35 dogs were hung to death in the village of Tukche last year because residents had become frustrated with the ballooning dog population. In Jomsom, street dogs were gathered onto trucks then relocated into lower lying areas because residents didn't want to kill them, but their actions created problems for wildlife and other residents. In Muktinath, a dead cow was laced with poison and left in the hills with the hope that some dogs would eat it and die, but several vultures were killed instead.

 

These are desperate acts by desperate communities struggling to find a solution to a dog overpopulation problem. Neutering and vaccination is the first step to curtail growing dog populations. For the first time in history, the residents of Mustang have an alternative and humane solution to manage dogs - but more work remains to be done. (Above: Man and his mutt, Kalo, in Ghasa)

 

 

Our team is thrilled to have accomplished something that has never been done before, but we have also learned a lot about how we can make an even bigger difference for dogs and people in the future. One of our biggest challenges from working in Mustang was catching free-roaming dogs that ply a vast and open landscape.

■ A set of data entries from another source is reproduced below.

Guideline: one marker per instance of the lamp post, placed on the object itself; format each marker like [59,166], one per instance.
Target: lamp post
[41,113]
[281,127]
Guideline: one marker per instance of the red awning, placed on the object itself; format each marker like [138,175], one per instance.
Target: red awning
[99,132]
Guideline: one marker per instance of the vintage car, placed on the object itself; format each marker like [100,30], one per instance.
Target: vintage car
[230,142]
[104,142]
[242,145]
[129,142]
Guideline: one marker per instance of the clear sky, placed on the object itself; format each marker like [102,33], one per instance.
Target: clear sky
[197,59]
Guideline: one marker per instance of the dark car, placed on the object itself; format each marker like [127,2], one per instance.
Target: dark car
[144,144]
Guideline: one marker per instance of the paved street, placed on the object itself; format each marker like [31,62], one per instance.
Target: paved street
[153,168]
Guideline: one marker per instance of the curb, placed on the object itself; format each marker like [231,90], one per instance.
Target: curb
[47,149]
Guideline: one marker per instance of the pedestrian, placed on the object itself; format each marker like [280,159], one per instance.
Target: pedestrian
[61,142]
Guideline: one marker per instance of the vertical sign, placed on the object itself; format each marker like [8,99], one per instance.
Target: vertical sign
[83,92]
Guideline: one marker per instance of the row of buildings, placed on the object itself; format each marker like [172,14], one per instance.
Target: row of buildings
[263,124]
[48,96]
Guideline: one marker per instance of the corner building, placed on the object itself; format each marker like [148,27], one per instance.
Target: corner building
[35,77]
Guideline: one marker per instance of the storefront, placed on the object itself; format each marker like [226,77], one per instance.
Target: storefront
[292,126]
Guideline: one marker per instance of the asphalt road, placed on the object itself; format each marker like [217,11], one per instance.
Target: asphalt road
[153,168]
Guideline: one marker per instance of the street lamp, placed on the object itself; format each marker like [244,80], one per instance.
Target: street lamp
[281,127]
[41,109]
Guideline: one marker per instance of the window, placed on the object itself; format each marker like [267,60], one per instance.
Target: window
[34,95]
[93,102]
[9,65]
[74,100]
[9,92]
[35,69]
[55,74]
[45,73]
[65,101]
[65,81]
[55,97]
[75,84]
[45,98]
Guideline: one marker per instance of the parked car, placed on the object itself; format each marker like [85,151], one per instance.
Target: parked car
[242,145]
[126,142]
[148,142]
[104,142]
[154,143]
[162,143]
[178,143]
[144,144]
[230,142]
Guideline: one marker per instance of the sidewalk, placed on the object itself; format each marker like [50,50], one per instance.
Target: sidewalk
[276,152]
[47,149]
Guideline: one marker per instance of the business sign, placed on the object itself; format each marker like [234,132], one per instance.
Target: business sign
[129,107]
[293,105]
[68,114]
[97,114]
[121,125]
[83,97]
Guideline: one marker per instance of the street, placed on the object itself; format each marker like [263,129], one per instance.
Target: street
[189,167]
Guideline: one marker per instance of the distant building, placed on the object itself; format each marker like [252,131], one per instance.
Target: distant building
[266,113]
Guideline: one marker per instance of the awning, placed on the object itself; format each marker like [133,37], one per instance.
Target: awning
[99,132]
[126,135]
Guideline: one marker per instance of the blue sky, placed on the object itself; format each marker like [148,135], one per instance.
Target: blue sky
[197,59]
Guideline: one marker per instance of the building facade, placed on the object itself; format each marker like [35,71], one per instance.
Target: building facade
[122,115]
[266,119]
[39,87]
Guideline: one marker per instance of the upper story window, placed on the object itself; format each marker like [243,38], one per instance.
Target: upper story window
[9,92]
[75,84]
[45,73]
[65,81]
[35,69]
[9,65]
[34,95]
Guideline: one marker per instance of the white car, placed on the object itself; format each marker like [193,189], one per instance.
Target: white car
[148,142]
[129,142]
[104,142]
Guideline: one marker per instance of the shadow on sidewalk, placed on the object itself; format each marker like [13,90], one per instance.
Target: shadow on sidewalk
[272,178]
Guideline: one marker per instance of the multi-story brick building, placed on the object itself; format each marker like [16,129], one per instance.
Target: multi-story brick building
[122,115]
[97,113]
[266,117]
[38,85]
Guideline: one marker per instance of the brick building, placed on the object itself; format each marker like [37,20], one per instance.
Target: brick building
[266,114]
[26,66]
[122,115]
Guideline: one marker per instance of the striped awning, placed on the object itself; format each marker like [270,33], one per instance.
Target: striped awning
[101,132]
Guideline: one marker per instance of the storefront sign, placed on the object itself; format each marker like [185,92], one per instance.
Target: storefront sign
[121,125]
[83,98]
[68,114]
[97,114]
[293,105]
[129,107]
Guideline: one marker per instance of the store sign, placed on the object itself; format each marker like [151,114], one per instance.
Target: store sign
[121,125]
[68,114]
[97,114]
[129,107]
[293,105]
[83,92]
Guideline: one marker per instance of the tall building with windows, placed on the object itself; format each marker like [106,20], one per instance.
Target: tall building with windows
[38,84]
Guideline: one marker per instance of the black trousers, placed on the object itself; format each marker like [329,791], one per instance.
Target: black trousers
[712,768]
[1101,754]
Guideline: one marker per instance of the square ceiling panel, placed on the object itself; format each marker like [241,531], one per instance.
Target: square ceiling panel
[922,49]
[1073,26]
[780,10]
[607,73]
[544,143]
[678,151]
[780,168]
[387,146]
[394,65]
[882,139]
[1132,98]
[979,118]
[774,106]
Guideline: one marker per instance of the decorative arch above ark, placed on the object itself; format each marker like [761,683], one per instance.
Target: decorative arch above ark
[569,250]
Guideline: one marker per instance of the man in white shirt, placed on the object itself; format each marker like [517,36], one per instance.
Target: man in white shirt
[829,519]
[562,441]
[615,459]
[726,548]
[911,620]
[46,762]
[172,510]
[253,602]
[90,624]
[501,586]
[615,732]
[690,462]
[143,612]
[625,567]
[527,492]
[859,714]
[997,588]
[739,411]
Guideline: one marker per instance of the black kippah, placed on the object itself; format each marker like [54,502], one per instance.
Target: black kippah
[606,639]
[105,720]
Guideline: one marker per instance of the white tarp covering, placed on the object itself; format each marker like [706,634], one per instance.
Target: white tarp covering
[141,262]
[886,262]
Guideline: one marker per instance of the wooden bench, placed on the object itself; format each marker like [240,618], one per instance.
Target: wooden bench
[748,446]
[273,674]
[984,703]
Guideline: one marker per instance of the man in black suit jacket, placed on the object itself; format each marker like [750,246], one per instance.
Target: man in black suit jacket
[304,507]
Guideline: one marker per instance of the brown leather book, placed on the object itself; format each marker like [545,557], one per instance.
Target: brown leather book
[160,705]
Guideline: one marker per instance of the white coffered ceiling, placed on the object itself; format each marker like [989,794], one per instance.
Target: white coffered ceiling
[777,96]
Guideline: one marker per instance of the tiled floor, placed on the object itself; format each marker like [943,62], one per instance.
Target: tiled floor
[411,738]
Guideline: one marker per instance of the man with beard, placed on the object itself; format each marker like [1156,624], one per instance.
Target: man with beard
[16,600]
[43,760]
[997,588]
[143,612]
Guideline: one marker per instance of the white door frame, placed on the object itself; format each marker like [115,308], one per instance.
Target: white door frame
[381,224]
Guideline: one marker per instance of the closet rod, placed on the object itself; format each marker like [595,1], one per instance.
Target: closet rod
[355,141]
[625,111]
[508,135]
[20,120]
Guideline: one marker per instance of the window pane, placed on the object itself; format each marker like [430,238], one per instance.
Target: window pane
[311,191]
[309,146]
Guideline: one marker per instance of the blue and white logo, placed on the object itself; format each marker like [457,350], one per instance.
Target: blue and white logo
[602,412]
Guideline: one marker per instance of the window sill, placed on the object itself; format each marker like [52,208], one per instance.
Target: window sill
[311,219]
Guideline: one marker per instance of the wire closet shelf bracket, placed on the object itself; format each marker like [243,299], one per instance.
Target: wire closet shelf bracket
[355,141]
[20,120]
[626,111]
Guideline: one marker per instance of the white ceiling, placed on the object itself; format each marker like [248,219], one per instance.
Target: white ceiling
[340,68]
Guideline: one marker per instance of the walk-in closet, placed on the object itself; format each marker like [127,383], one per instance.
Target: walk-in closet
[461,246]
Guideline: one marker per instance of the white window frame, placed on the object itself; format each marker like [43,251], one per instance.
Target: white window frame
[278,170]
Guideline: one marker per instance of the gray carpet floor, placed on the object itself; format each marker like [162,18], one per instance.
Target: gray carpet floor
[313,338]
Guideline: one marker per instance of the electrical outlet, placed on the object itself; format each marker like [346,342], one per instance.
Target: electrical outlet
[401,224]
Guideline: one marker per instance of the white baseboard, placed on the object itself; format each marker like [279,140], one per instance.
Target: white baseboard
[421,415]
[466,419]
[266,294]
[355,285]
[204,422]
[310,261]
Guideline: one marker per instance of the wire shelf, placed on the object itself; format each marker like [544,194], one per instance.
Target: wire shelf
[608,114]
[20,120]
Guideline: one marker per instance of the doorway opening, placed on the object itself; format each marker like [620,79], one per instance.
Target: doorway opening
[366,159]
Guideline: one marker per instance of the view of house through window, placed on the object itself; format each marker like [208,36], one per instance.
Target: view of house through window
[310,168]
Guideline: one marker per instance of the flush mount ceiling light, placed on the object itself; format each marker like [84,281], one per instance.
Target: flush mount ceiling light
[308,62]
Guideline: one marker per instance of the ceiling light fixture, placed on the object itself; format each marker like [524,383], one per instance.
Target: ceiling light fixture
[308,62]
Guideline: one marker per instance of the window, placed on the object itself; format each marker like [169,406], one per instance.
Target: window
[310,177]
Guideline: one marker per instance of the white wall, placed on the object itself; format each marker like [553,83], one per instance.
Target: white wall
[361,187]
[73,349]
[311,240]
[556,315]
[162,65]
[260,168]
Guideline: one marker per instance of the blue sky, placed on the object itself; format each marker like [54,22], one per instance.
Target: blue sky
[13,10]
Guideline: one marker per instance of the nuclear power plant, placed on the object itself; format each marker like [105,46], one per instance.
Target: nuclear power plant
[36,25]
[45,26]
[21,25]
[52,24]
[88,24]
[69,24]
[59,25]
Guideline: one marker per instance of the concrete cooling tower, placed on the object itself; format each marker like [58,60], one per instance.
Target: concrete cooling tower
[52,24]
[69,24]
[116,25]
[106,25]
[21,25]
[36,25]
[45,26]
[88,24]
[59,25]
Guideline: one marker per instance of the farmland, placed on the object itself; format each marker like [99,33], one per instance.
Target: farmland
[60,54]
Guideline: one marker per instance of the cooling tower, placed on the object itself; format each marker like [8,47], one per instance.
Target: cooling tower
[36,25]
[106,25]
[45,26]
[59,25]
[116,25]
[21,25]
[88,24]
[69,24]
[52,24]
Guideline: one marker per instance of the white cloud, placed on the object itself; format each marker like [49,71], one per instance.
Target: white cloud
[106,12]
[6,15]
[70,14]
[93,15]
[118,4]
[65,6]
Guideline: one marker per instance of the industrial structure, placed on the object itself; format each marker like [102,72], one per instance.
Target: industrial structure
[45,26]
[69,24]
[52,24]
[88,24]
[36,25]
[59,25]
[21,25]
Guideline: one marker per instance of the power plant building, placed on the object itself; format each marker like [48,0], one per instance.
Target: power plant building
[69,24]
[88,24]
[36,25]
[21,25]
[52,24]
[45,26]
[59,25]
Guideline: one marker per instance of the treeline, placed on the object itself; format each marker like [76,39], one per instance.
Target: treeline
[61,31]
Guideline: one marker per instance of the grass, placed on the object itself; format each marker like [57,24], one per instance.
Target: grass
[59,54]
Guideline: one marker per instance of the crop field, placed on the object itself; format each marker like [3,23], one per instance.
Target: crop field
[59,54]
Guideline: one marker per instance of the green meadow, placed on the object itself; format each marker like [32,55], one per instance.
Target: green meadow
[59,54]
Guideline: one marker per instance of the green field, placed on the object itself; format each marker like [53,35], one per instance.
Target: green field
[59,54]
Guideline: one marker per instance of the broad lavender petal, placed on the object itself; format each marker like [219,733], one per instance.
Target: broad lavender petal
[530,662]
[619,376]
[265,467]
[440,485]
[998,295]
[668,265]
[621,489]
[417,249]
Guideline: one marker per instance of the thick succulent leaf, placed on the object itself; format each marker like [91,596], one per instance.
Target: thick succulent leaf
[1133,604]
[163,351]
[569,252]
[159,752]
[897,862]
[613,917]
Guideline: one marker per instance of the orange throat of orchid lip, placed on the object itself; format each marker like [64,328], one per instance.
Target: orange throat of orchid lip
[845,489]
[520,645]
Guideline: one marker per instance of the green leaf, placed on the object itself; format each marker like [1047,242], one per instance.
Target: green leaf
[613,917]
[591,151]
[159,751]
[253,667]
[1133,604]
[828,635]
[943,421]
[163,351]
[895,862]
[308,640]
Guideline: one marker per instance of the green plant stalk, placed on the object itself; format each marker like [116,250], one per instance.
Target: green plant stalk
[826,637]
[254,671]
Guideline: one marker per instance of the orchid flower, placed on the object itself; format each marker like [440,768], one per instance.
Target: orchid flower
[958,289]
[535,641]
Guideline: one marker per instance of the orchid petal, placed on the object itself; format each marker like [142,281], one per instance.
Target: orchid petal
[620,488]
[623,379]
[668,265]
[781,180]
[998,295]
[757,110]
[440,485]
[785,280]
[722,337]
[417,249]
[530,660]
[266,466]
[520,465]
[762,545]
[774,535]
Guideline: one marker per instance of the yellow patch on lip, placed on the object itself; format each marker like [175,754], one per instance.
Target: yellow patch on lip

Without appropriate equipment or know-how, residents were unable to catch dogs prior to us showing up in the village.

 

When our dog catchers arrived with the appropriate nets and leaches, we still had to work very hard to flush dogs from bushes and into corridors that we learned the dogs were using to move between landscapes. Chasing dogs at 3,800m is a lot more work than working at sea level! Sometimes we were successful, but often the dogs have many routes and small openings they can escape through - some even pushed through barbed and razor wire, their thick mountain coats leaving them unscathed.

 

Our plan for next year is to build and deploy humane dog traps that we can set in surrounding areas in the days leading up to our arrival. Long term education will also be required to convince locals that poisoning is not the solution, as it is harms whatever animal eats it, and has no longterm effects. We understand the frustrations of local communities, and are determined to do more to bring dog populations under control in a culturally and environmentally sensitive way for the benefit of people, wildlife, and dogs.